First of all before beginning with any generating techniques, I’ll shortly introduce some concepts that are used throughout the whole article to minimize the size overhead for the generators. However you can apply most of the stuff to arbitrary texture formats.
I’ll assume textures to be 256^2 in size and 32bits per pixel if not stated other. Under this assumption it is pretty easy to handle the access, since pixels are 32bit aligned and using 256^2 as texture size gives the bonus being able to use only one counter for looping over all pixels, beeing able to directly access x/y via low/high byte register access.
I’ll also assume that esi is bound to a source image and edi is bound to the destination image memory. Any other assumptions will be states explicitly.
A simple fill texture to a constant color would for example look like this:
; assume edi = destination texture memory
; assume eax = fill color
xor ecx, ecx
dec cx
fillloop:
; you can use cl and ch here to access x/y counter values
stosd
loop fillloop ; warning last pixel wont be processed.
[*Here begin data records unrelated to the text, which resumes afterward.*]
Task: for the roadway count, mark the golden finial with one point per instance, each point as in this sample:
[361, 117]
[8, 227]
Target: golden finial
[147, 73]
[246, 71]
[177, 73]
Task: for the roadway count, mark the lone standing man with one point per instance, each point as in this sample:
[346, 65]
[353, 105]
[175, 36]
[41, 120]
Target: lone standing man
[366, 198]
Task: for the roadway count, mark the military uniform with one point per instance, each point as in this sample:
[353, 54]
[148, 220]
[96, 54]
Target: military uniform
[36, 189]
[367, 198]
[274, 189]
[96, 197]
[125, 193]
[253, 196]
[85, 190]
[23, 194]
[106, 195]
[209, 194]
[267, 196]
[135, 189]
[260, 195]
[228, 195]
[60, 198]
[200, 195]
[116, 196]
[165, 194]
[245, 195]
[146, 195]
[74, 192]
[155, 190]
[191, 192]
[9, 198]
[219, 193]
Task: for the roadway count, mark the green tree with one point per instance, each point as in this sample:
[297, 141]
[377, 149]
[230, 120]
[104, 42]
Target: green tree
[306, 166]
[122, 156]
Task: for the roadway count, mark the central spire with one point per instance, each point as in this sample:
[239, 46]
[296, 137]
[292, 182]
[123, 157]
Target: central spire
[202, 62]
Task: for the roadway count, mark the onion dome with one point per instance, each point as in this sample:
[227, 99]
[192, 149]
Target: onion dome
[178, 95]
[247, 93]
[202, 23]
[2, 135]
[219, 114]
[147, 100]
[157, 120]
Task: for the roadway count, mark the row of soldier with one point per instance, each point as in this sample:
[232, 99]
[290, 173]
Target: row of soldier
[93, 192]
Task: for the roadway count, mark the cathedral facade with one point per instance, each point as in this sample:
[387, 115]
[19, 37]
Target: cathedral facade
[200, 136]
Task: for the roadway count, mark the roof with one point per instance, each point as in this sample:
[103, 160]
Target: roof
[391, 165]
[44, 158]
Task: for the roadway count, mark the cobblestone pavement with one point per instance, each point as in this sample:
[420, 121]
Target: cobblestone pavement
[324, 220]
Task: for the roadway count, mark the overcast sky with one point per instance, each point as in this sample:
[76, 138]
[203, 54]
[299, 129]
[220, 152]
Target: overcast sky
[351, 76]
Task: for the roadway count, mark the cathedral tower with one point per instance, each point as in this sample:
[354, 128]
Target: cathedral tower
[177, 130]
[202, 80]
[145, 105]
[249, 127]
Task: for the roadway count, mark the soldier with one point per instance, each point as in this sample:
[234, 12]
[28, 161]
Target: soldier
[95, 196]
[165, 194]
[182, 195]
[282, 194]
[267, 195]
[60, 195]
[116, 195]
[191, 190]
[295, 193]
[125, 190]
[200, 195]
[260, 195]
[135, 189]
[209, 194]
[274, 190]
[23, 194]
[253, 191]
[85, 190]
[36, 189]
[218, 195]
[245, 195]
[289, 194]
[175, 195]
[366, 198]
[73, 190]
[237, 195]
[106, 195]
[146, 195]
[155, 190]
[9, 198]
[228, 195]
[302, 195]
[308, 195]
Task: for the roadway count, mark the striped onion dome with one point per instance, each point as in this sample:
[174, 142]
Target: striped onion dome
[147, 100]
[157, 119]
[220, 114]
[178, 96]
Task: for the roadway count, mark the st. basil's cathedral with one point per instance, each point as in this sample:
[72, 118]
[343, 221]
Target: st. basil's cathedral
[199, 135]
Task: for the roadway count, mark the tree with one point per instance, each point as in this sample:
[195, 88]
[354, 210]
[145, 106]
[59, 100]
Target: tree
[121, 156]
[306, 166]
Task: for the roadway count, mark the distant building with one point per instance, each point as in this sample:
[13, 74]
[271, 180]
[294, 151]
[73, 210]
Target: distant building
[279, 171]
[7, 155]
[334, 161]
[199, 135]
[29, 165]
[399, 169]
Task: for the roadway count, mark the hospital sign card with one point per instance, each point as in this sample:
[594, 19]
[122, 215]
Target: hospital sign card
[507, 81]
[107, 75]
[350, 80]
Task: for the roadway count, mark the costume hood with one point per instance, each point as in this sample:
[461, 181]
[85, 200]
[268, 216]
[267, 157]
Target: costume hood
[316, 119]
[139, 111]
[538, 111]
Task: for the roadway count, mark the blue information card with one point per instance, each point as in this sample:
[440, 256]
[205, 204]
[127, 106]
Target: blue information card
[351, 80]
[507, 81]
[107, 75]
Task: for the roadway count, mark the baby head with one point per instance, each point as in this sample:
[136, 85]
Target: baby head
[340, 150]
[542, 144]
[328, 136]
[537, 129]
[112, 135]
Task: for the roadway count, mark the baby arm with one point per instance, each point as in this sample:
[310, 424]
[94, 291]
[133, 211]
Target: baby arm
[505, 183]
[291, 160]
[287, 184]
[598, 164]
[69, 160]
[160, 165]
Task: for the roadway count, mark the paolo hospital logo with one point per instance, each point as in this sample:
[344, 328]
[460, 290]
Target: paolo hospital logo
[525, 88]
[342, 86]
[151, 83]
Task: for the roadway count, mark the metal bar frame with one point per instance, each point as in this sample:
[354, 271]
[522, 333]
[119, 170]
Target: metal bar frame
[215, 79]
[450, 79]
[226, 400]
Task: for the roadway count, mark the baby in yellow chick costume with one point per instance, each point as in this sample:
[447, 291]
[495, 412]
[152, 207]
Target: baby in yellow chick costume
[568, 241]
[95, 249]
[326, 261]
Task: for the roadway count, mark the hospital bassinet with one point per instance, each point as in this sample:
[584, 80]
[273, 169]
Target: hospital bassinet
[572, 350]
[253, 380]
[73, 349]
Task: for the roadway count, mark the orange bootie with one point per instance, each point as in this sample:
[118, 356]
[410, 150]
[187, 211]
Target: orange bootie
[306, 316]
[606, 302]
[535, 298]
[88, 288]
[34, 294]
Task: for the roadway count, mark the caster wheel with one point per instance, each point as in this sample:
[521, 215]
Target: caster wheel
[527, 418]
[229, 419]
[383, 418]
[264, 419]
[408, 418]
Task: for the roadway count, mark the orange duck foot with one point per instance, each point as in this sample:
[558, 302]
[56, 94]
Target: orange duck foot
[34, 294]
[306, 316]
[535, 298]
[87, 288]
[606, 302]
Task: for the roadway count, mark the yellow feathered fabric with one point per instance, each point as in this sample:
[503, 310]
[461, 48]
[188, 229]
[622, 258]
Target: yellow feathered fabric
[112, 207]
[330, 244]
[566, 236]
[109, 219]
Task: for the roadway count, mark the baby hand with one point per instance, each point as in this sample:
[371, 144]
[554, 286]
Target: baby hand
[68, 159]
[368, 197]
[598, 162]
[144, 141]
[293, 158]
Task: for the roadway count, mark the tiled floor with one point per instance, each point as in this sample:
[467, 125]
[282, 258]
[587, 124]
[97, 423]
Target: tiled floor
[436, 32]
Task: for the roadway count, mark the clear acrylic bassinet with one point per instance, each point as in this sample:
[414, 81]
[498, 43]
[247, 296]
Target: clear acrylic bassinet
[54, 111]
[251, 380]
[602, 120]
; you need to use dec ecx, jns instead
; assume ecx = gridsize [0..7]
xor ebx, ebx ; using ebx this time
dec bx ; as counter
checkerloop:
mov eax, ebx ; move x/y to eax
shr eax, cl ; scale by ecx
; note bits shiftet from ah to al
; wont affect checkerboard, because
; we use only the lowest bits of ah/al
xor ah, al ; invert ah using al as mask
; if the lowest bits were were equal, it will
; become 0 else if will become 1
sahf ; load ah to the flags (now carry holds lowest bit)
sbb eax, eax ; substract eax, from eax (resulting into 0)
; and also substract 1 more if carry was set
; so we get black/white
stosd ; store the pixel
dec ebx
jns checkerloop
; assume ebx = seed (must not be 0)
xor ecx, ecx
dec cx
@fillloop:
add eax, ebx
rol eax, 3
add ebx, eax
stosd
loop @fillloop
Note: this noise does not have good “random” properties, but should work well for most purposes in a 4k
; assume color in eax
xor ecx, ecx
dec cx
shr ecx,1 ; processing 2 pixel per iteration
push eax
push eax
blendloop:
movq mm0, QWORD [esi+ecx*8]
paddusb mm0, QWORD [esp] ; using psubusb would substract the color
movq QWORD ptr[edi+ecx*8], mm0
dec ecx
jns blendloop
pop eax
pop eax
You could also modify the code to blend (additive or subtractive) two images:
; assume second source image in edx
xor ecx, ecx
dec cx
shr ecx,1 ; processing 2 pixel per iteration
blendloop:
movq mm0, QWORD [esi+ecx*8]
paddusb mm0, QWORD [edx+ecx*8] ; using psubusb would substract the second image
movq QWORD ptr[edi+ecx*8], mm0
dec ecx
jns blendloop